A RAG system typically consists of several distinct processing modules. These modules represent different stages in the RAG pipeline and can be enhanced or replaced depending on the use case.

RAG Workflow

  1. Query Classification

    • Purpose: To determine whether the input query needs retrieval or not.

    • Why it matters: Not all queries benefit from document retrieval. Simple factual or stylistic tasks may be better answered using the LLM alone.

    • Example: “Translate this sentence into French” doesn’t require external context.

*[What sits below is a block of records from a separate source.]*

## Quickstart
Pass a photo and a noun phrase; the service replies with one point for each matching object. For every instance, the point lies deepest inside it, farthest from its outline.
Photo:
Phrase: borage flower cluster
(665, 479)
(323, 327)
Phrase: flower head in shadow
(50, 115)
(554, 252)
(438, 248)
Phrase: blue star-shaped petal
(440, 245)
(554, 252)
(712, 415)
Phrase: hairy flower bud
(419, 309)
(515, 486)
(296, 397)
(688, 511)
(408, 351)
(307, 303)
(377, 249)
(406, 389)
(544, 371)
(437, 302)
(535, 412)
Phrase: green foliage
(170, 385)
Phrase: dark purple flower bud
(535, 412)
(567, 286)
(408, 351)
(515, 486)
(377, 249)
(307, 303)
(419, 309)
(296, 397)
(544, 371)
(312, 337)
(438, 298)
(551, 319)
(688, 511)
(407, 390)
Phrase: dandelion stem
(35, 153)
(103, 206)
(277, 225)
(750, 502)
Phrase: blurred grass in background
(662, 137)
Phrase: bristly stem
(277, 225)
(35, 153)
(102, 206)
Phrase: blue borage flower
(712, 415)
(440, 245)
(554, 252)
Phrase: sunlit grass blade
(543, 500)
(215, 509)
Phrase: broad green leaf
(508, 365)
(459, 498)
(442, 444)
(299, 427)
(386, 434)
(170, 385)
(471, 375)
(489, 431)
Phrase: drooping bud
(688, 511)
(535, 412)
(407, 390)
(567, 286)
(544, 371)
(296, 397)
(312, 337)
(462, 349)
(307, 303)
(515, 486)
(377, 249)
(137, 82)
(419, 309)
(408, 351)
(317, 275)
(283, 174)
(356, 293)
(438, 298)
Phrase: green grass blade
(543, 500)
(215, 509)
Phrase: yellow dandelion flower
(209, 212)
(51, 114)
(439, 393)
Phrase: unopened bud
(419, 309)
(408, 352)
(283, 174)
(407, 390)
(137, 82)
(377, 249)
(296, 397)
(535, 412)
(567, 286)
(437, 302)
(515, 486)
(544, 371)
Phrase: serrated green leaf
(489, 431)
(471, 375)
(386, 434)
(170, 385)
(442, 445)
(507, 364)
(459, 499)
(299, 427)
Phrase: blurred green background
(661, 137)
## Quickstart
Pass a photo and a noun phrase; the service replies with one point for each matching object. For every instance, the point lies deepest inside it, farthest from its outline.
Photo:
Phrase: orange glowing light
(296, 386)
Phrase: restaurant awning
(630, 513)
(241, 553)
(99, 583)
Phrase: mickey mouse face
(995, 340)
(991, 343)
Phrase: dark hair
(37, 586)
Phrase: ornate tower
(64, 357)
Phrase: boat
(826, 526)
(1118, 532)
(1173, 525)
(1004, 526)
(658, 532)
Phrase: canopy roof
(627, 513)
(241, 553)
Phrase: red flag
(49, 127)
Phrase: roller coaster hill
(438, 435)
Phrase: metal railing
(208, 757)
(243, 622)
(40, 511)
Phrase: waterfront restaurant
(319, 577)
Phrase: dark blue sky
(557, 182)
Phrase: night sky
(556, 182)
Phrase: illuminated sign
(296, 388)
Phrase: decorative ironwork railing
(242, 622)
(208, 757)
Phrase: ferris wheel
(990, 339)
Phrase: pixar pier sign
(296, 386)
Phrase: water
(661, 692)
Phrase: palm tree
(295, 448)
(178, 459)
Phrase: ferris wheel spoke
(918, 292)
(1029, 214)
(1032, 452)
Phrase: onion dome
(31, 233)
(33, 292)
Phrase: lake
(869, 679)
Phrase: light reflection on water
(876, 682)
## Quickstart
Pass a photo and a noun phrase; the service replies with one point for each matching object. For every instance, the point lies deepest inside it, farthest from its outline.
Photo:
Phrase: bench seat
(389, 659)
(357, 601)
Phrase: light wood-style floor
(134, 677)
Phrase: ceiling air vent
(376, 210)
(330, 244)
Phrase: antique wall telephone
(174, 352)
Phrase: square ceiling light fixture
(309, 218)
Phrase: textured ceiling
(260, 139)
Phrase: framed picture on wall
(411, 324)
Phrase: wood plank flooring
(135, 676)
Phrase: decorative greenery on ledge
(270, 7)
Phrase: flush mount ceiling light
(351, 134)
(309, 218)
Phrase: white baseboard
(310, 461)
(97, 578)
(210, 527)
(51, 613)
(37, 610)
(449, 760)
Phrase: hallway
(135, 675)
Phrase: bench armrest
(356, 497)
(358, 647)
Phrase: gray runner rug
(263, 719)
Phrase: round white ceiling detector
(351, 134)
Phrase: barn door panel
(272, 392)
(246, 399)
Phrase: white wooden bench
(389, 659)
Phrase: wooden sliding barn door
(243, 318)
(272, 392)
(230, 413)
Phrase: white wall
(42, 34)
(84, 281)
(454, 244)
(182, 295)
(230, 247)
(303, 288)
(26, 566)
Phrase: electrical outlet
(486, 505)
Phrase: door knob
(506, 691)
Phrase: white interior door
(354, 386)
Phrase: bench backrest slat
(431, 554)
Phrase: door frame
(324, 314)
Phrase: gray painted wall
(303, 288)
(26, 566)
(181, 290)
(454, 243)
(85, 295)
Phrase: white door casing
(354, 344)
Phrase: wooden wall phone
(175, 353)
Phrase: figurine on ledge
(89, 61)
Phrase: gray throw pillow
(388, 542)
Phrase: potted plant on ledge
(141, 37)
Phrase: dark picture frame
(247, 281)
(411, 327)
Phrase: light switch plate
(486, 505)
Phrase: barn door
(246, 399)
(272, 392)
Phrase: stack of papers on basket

    • Method: A classifier (like a BERT-based model) is used to predict if retrieval is needed.

  2. Retrieval

    • Purpose: To fetch the most relevant document chunks from a corpus.

    • Steps:

      • Convert the user query to a vector.

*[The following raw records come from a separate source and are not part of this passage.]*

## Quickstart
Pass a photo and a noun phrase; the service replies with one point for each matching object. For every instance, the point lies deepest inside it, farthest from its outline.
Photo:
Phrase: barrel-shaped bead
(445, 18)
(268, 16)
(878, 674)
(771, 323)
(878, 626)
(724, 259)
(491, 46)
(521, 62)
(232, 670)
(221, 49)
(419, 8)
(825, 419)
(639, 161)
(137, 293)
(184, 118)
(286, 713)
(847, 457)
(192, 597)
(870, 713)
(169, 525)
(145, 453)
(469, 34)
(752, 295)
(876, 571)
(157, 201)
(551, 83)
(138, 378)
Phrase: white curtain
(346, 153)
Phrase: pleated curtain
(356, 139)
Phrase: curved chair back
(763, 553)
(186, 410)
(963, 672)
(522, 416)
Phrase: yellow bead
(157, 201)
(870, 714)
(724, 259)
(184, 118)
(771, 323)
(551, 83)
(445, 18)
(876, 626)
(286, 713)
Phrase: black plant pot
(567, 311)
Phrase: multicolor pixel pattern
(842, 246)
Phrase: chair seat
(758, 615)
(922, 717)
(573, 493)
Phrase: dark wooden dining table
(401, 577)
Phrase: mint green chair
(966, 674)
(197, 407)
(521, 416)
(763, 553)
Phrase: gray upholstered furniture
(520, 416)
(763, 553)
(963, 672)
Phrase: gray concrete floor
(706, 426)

      • Use a similarity function (dot product, cosine) to compare it with document vectors.

      • Return top-K matching chunks.

    • Types:

      • Original query retrieval.

      • Query rewriting to improve match quality.

      • Decomposed queries for complex inputs into series of simpler sub-questions.

      • HyDE (hypothetical document embeddings): uses an LLM to generate pseudo-docs(hypothetical answer) from the query. Then it embeds that answer and uses it to search the vector database.to enhance similarity matching.

  3. Reranking

    • Purpose: To reorder the retrieved chunks based on relevance, trustworthiness, or task-specific criteria.

    • Methods:

      • Use scoring models like monoT5, RankLLaMA.

      • Score the match between each retrieved chunk and the original query.

      • Select the best-ranked documents for input to the generator.

  4. Repacking

    • Purpose: To arrange retrieved content in a coherent structure before feeding it to the generator.

    • Strategies:

      • Forward: Order documents as-is (descending relevancy score).

      • Reverse: Emphasize most recent or most relevant (ascending).

      • Sides: Group documents by topic or source.

  5. Summarization

    • Purpose: To reduce the size of the retrieved content so it fits within the LLM's input limit.

    • Types:

      • Extractive: segment text into sentences, then score and rank them based on importance (e.g., using BM25).

      • Abstractive: Use another LLM to rephrase and generate a summary from multiple documents (e.g., LongLLMlingua, SelectiveContext).

      • Hybrid: Combine both approaches (e.g., Recomp).

  6. Generation

    • Purpose: To synthesize an answer using the query and the processed retrieved content.

    • Input: The structured, possibly summarized, repacked content + original query.

    • Output: The final user-facing response.